Introduction

We have been looking at approximation algorithms for NP-hard problems.
We have given constant factor approximations for the optimization versions of vertex cover and TSP with triangle inequality.
We showed that general TSP does not admit a constant factor approximation algorithm.
We showed for set cover that sometimes one can come up with approximations algorithms whose approximation ratio grows with some property of instance.
We gave a one-sided error randomized quadratic algorithm for 2-SAT based on random walks. Although this algorithm runs in quadratic runtime, in the general k-SAT case the walks turn out to be exponential to have a good chance of finding a satisfying assignment.
We did however give a constant factor randomized approximation algorithm for 3-SAT.
Recall an approximation scheme for an optimization problem is an algorithm that takes both an instance of the problem as well as a constant `epsilon` and then runs a `(1 + epsilon)`-approximation on the instance.
If for any `epsilon`, the approximation scheme runs in `p`-time, then it is called a polynomial time approximation scheme.
We say that an approximation scheme is a fully `p`-time approximation scheme if it is an approximation scheme and its run time is `p`-time in both `1/epsilon` and the instance size `n`. For example, the scheme might have a running time of `O((1/epsilon)^2n^3)`.
We start today by giving one more approximation result, this time making use of linear programming, then we give a fully `p`-time approximation scheme for subset sum.

Weighted Vertex Cover

The minimum-weight vertex cover problem is given a graph `G=(V, E)` and a positive weight function `w(v)` on vertices, find a vertex cover `V' subseteq V`, such that `w(V') = sum_(v in V') w(v)` is as small as possible.
Our vertex cover algorithm from before treats all vertices equally and may return a very heavy cover, so a new algorithm is needed for this problem.
We are going to give a linear programming-based algorithm to get a solution.

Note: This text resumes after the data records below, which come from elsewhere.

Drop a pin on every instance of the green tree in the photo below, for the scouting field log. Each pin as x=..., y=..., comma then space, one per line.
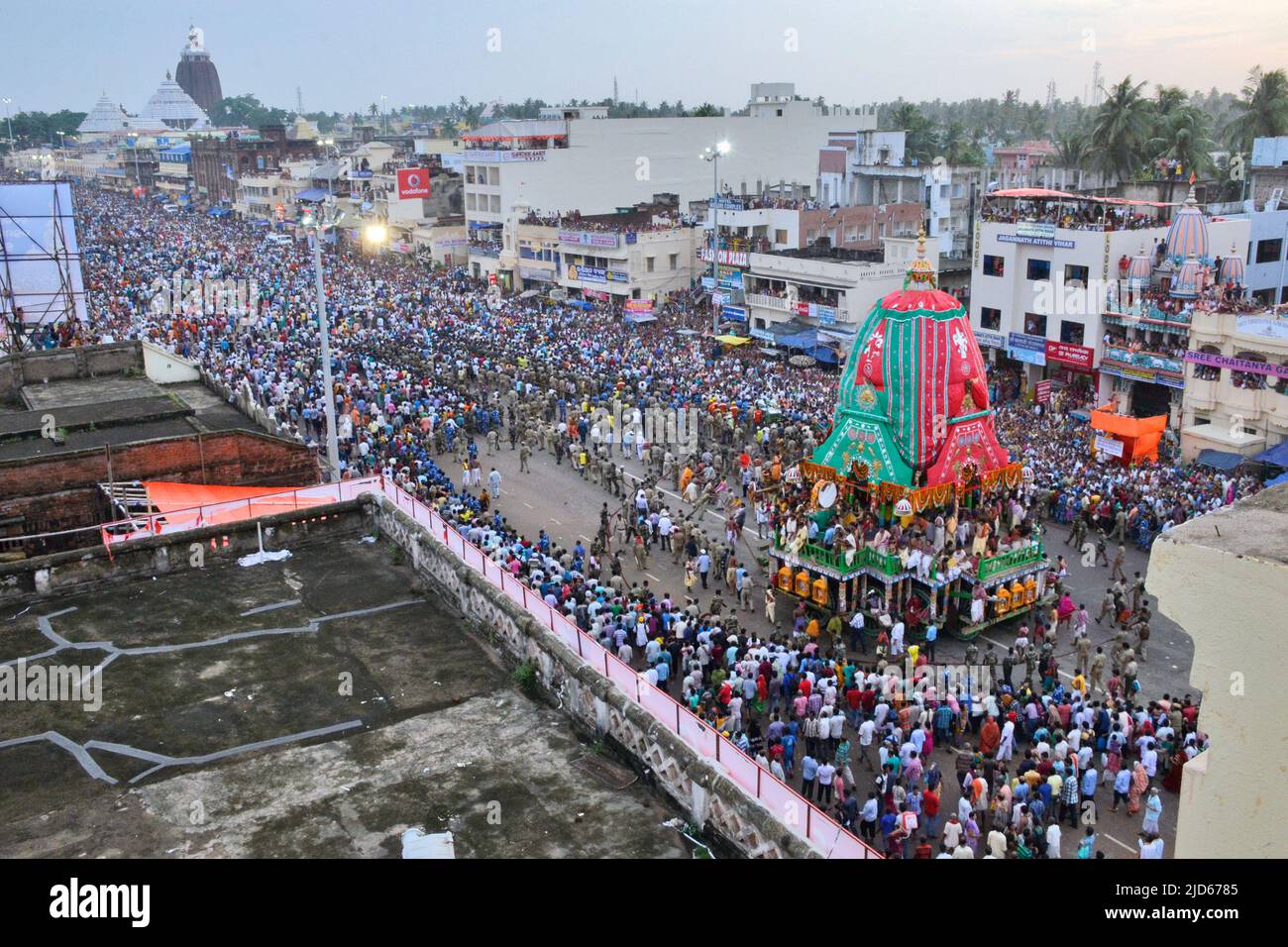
x=1121, y=133
x=1183, y=136
x=1261, y=111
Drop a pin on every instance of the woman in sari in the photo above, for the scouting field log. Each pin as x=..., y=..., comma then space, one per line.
x=1153, y=810
x=1172, y=781
x=1138, y=784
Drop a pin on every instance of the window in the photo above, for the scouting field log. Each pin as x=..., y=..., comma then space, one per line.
x=1270, y=250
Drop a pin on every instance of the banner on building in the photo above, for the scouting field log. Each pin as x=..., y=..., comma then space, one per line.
x=412, y=182
x=1236, y=364
x=1026, y=348
x=1108, y=445
x=1067, y=354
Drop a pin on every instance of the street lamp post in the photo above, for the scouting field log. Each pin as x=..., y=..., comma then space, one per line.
x=323, y=221
x=712, y=155
x=8, y=120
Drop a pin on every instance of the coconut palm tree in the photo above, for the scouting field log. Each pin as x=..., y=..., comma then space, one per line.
x=1261, y=111
x=1121, y=132
x=1183, y=134
x=918, y=138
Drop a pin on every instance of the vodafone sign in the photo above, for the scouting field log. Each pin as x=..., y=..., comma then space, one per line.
x=412, y=182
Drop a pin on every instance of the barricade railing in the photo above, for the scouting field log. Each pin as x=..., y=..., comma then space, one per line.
x=790, y=806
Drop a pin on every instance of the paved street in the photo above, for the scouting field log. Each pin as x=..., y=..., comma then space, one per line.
x=557, y=499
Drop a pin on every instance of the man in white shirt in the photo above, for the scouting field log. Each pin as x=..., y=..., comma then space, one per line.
x=997, y=844
x=866, y=729
x=1054, y=840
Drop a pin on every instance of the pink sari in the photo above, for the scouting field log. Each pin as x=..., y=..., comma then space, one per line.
x=1138, y=784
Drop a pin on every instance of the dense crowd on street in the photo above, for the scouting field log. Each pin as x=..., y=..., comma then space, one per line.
x=433, y=371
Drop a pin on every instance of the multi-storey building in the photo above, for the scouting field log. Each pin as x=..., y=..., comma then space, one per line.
x=816, y=296
x=870, y=169
x=1236, y=381
x=222, y=158
x=1046, y=291
x=575, y=158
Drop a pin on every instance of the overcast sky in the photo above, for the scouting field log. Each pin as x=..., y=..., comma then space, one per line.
x=64, y=53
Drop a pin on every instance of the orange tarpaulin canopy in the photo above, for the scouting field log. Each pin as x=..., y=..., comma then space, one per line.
x=1140, y=436
x=218, y=504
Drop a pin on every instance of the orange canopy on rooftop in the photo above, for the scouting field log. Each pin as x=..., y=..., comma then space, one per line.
x=210, y=504
x=1140, y=436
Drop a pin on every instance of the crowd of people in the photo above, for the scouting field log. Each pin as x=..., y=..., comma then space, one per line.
x=1083, y=217
x=430, y=367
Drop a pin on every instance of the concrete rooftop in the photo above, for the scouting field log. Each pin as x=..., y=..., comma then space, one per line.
x=434, y=735
x=1256, y=527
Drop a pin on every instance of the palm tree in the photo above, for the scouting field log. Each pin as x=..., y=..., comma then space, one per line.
x=1183, y=136
x=1261, y=111
x=918, y=140
x=1168, y=98
x=1122, y=128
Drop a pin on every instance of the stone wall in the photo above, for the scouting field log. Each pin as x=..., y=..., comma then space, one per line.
x=712, y=800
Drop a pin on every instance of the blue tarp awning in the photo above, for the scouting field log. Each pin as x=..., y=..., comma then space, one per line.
x=1220, y=460
x=1276, y=455
x=823, y=354
x=799, y=341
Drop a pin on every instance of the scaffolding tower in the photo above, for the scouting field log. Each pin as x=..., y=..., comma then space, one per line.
x=42, y=283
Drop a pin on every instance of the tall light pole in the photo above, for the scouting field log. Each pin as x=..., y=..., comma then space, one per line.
x=712, y=155
x=8, y=120
x=327, y=147
x=320, y=222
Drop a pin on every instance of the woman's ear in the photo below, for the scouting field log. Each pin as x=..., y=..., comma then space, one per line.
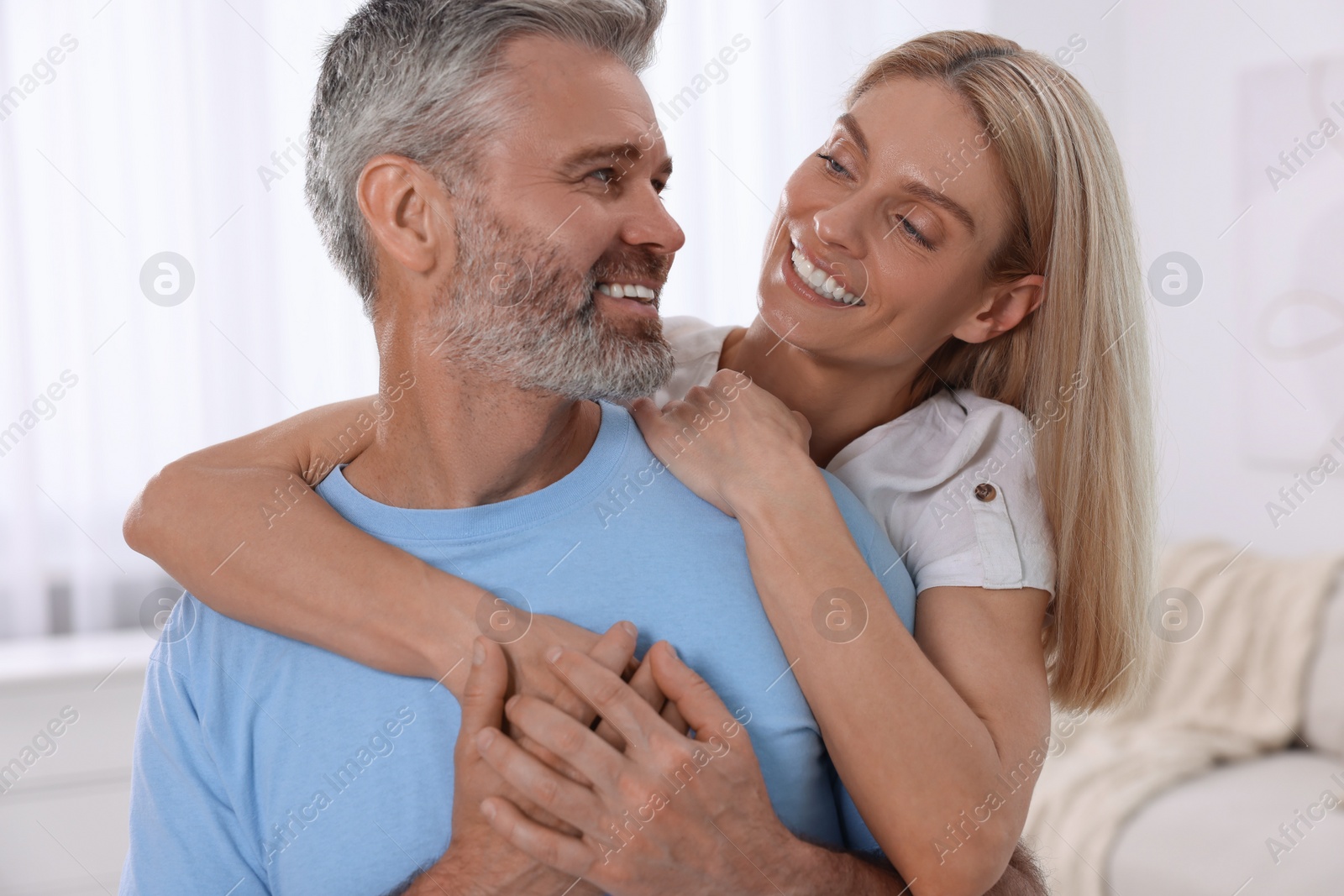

0-1 Program for Minimum Weight Vertex Cover

In a linear program, we are trying to maximize or minimize a function of several variables, subject to a set of linear inequalities on those variables.
In our case, to each vertex `v in V` associate a 0 or 1 valued variable `x(v)`. We put `v` in the vertex cover iff `x(v)=1`.
The constraint that for any edge `(u,v)` one of `u` or `v` must be in the vertex cover, can be represented as the constraint `x(u) + x(v) ge 1`.
This gives us the following 0-1 integer program for minimum weight vertex cover:
minimize
`sum_(v in V) w(v) x(v)`
subject to
`x(u) + x(v) ge 1` for each `(u,v) in E`
`x(v) in {0, 1}` for each `v in V`.
The special case where all the `w(v)` are 1 is the optimization version of the NP-hard vertex cover problem, so the above kinds of programs are hard to solve.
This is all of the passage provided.